After reconvening in 2014 for a series of celebratory South African concerts, talk of a new album and resumed live work resurfaced and the band began work on their new album in Nashville in November 2014. Land was released in November 2015.

=== 2024–2025: New members, shows and recording ===
In 2024, John Ellis relaunched the Tree63 brand with new members Angus Warden (drums, vocals) and Deon Knipe (bass, vocals), both accomplished and seasoned musicians.

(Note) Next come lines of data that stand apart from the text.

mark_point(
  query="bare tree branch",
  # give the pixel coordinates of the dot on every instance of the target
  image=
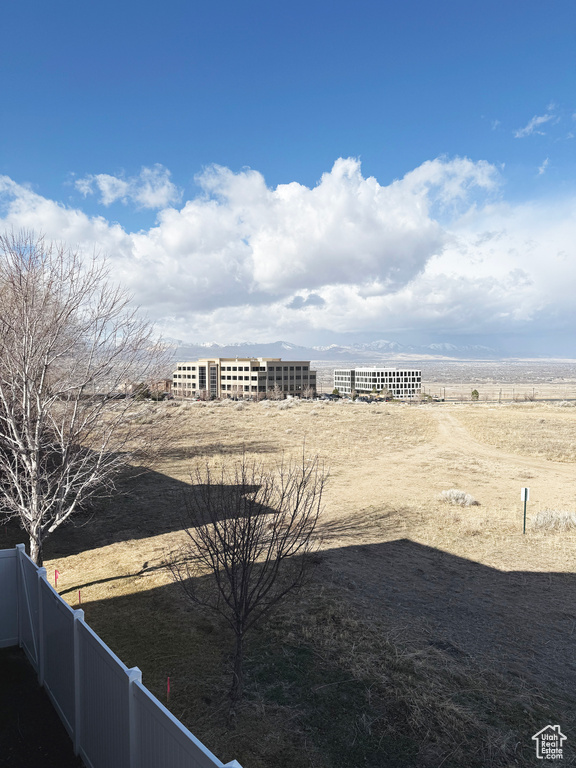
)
(69, 344)
(250, 532)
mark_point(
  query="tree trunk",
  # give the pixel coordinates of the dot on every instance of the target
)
(36, 550)
(238, 675)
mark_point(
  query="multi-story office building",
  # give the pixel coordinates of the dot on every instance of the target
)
(399, 382)
(243, 377)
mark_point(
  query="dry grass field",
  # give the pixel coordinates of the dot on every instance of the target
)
(430, 634)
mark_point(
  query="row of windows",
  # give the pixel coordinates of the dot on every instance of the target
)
(247, 368)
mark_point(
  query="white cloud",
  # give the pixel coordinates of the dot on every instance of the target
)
(152, 188)
(436, 251)
(533, 125)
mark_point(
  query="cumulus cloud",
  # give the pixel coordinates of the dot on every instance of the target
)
(152, 188)
(533, 126)
(437, 250)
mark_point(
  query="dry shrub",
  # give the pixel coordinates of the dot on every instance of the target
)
(458, 498)
(555, 520)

The band is touring through 2025 and plans to record new material for global release in 2025–26.

==Band members==
Current
- John Ellis — vocals, guitar, piano
- Angus Warden — drums, backing vocals
- Deon Knipe — bass, backing vocals

Former
- Darryl Swart — drums
- Daniel Ornellas — bass
- Thinus Odendaal — drums
- Jon Randall — bass
- Martin Engel — bass

==Discography==
===Studio albums===

List of albums, with selected chart positions, sales and certifications
| Title | Details | Peak positions |  |
| US Christ. | US Heat. |
| Overflow (as "Tree") | Release date: 1997; Label: Independent; Formats: CD, digital download; | — | — |
| 63 (as "Tree") | Release date: 21 March 1999; Label: Kingsway Music; Formats: CD, digital download; | — | — |
| Tree63 | Release date: 24 October 2000; Label: Inpop Records; Formats: CD, digital download; | — | — |
| The Life and Times of Absolute Truth | Release date: 22 October 2002; Label: Inpop Records; Formats: CD, digital download; | — | — |
| The Answer to the Question | Release date: 9 March 2004; Label: Inpop Records; Formats: CD, digital download; | 32 | 29 |
| Worship Volume One: I Stand For You | Release date: 22 November 2005; Label: Inpop Records; Formats: CD, digital download; | — | — |
| Sunday | Release date: 25 September 2007; Label: Inpop Records; Formats: CD, digital download; | 32 | 47 |
| Blessed Be Your Name: The Hits | Release date: 27 May 2008; Label: Inpop Records; Formats: CD, digital download; | — | — |
| Land | Release date: 11 September 2015; Label: Fuel Records; Formats: CD, digital download; | — | — |
| Voyage | Releasing: 26 June 2026; Label: Just Music; Formats: Digital download, streaming; | To be released |  |

===EP===
- UNFINISHED DREAM – Songs from the Sunday Sessions

===Singles===

List of singles, with selected chart positions, showing year released and album name
| Year | Title | Peak positions |  | Album |
| US Christ. | US Christ. AC |
| 2002 | "Be All End All" | — | — | The Life and Times Of Absolute Truth |
| "Anxious Seat" | — | — |
| 2004 | "Blessed Be Your Name" | 2 | 2 | The Answer to the Question |
| "King" | 22 | 21 |
| 2005 | "Maker Of All Things" | 33 | 33 |
| 2006 | "I Stand For You" | 15 | 14 | Worship Volume One: I Stand for You |
| "All Over The World" | 5 | 3 |
| 2007 | "Sunday" | 14 | 12 | Sunday |
| 2015 | "The Storm" | — | — | Land |
| "Standing On It" | — | — |
| 2025 | "How Much Longer" | — | — | Voyage |
| 2026 | "Voyage" | — | — |

==Awards==
Tree63, won the GMA Dove Award for Rock Album of the Year in 2001.